The government estimated that approximately 450,000 buyers and tenants of lease contracts affected their pandemic plans by the pandemic.

HMRC’s figures show completed sales valued at £ 40,000 and above, but warned that the latest releases have some uncertainty and are therefore tentative.

The report said, “Impacts of Covid-19 are evident in the latest HMRC UK transaction data.”

Jeremy Leaf, a North London real estate agent and a former chairman of RICS, said, “Of course, it’s always transactions rather than more volatile prices that are a better measure of the strength of the housing market at this particular time.

This data comes at a particularly interesting time just after the Covid-19 bomb hit, so one of the first to reliably assess the damage.

Impact: The government estimated that their pandemic plans were affected by the pandemic in approximately 450,000 buyers and tenants

Impact: The government estimated that their pandemic plans were affected by the pandemic in approximately 450,000 buyers and tenants

Impact: The government estimated that their pandemic plans were affected by the pandemic in approximately 450,000 buyers and tenants

“This was significant and probably worse, while new normal values ​​are being established.

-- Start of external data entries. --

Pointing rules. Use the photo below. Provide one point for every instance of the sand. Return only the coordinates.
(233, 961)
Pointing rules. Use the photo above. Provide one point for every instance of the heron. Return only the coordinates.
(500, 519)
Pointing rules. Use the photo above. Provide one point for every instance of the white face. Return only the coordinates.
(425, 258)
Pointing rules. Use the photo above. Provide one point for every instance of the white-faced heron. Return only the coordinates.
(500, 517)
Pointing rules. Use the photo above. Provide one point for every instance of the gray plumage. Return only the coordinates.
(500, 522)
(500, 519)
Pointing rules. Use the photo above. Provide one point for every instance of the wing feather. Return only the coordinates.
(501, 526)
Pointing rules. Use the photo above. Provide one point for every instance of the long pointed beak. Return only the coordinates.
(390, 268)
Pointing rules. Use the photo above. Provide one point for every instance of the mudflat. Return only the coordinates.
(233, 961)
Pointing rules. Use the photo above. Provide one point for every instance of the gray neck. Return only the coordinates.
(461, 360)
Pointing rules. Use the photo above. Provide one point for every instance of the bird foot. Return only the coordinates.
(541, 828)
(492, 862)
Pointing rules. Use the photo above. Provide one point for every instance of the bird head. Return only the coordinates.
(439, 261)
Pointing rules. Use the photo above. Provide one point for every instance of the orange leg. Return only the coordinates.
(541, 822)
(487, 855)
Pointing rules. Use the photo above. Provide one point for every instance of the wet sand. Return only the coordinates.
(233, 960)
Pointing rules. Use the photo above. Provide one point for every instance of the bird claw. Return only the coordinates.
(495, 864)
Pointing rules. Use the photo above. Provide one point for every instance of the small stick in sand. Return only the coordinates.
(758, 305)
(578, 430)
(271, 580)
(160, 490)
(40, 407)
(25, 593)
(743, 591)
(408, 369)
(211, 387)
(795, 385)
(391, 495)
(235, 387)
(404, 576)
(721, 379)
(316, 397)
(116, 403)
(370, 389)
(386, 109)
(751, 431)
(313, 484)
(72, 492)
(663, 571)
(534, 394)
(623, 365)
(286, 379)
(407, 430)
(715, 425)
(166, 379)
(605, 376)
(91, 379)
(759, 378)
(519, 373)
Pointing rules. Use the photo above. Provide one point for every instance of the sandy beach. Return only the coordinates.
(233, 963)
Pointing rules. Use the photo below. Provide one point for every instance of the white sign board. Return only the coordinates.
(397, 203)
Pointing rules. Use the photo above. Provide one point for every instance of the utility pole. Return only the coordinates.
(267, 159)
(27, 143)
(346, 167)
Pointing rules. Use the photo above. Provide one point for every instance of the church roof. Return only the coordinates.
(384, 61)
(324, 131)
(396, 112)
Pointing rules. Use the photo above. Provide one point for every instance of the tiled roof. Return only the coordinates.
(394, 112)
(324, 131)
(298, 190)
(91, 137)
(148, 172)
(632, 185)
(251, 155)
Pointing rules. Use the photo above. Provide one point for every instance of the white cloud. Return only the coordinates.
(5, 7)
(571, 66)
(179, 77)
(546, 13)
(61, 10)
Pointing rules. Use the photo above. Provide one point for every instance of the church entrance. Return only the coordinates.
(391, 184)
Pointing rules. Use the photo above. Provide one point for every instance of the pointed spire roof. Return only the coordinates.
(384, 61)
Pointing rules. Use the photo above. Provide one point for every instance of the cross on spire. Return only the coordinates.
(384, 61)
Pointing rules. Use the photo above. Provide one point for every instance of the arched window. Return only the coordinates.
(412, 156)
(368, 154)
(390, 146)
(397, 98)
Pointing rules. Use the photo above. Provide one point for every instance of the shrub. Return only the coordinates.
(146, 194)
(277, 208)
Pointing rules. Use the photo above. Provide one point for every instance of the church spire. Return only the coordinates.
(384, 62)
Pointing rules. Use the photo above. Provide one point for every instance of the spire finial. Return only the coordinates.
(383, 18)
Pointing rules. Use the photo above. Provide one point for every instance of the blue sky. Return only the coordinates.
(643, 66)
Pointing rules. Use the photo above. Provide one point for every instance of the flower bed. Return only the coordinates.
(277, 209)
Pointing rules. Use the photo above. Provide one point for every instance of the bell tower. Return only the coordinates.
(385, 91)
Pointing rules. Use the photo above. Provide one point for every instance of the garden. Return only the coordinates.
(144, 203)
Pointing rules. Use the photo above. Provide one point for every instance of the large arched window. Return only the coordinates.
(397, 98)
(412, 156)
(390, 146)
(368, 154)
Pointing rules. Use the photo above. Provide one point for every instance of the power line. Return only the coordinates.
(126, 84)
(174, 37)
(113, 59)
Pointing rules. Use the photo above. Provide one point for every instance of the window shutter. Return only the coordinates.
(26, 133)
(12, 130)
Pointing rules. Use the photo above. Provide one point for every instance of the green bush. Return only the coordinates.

“More positively, activity has increased significantly since we returned to work, at least in part, although it will take several months for interest to develop into offers and completions and is reflected in this or similar reports.”

Meanwhile, Joshua Elash, director of real estate finance company MT Finance, says, “The April figures show how dramatically the lockdown has impacted the real estate market with hugely repressed housing transactions.

“At a time when the government is spending at an unprecedented rate, the corresponding drop in revenue will further aggravate the economic downturn in our response to Covid-19.

“We expect May’s data to be comparable if not worse. We must get the market fully open and get it back to work as soon as possible if we want to specifically limit the damage to the economy as a whole and the real estate sector. ‘

HMRC’s latest transaction figures are based on its own records, together with those of relevant authorities in Scotland and Wales.

Figures published this week by the Office for National Statistics suggest house prices across the country have risen 2.1 percent or £ 5,000 in the year to March, with average asking prices now around £ 232,000.

In London, house price inflation rose 4.7 percent in the year to March, marking the largest annual jump since December 2016.

House prices in London remain the most expensive at an average of £ 486,000. The Northeast still had the lowest average house price, £ 127,000, and is the only English region to surpass the pre-economic downturn in July 2007.

Some industry insiders believe pent-up demand has increased among buyers during the lockdown.

Real estate website Rightmove said it registered the busiest day since Thursday, March 5, on Tuesday this week, with nearly 5.3 million visits.

Areas in Manchester, Liverpool and Leeds showed a particularly large increase in buyer searches compared to a year ago, Rightmove added.

Miles Shipside, Rightmove’s housing market expert, said: ‘A week after the surprising opening of the housing market, agents are still showing caution and putting safety first, but many had already started preparations during the shutdown and could therefore begin to reopen their branches and hold viewings. ‘

Phased reopening begins nationwide

Rural has started a phased reopening of its offices after the government gave the housing sector green light last week to get moving again in England.

The broker group said social distance measures “resonated well with our colleagues and clients,” but added it was too early to provide financial guidance.

In the four months to April 30, the company’s adjusted underlying earnings were ‘significantly’ ahead of last year thanks to a £ 50 million pipeline constructed prior to the close.

In the year ending December 31, total income fell 3 percent to £ 498 million, after an impact of £ 12 million on the rental ban.

The loss from continuing operations decreased to £ 37 million, from £ 224 million back in 2018. The group said it currently had around £ 60 million in the bank.

The group’s share price rose by more than 5 percent earlier today.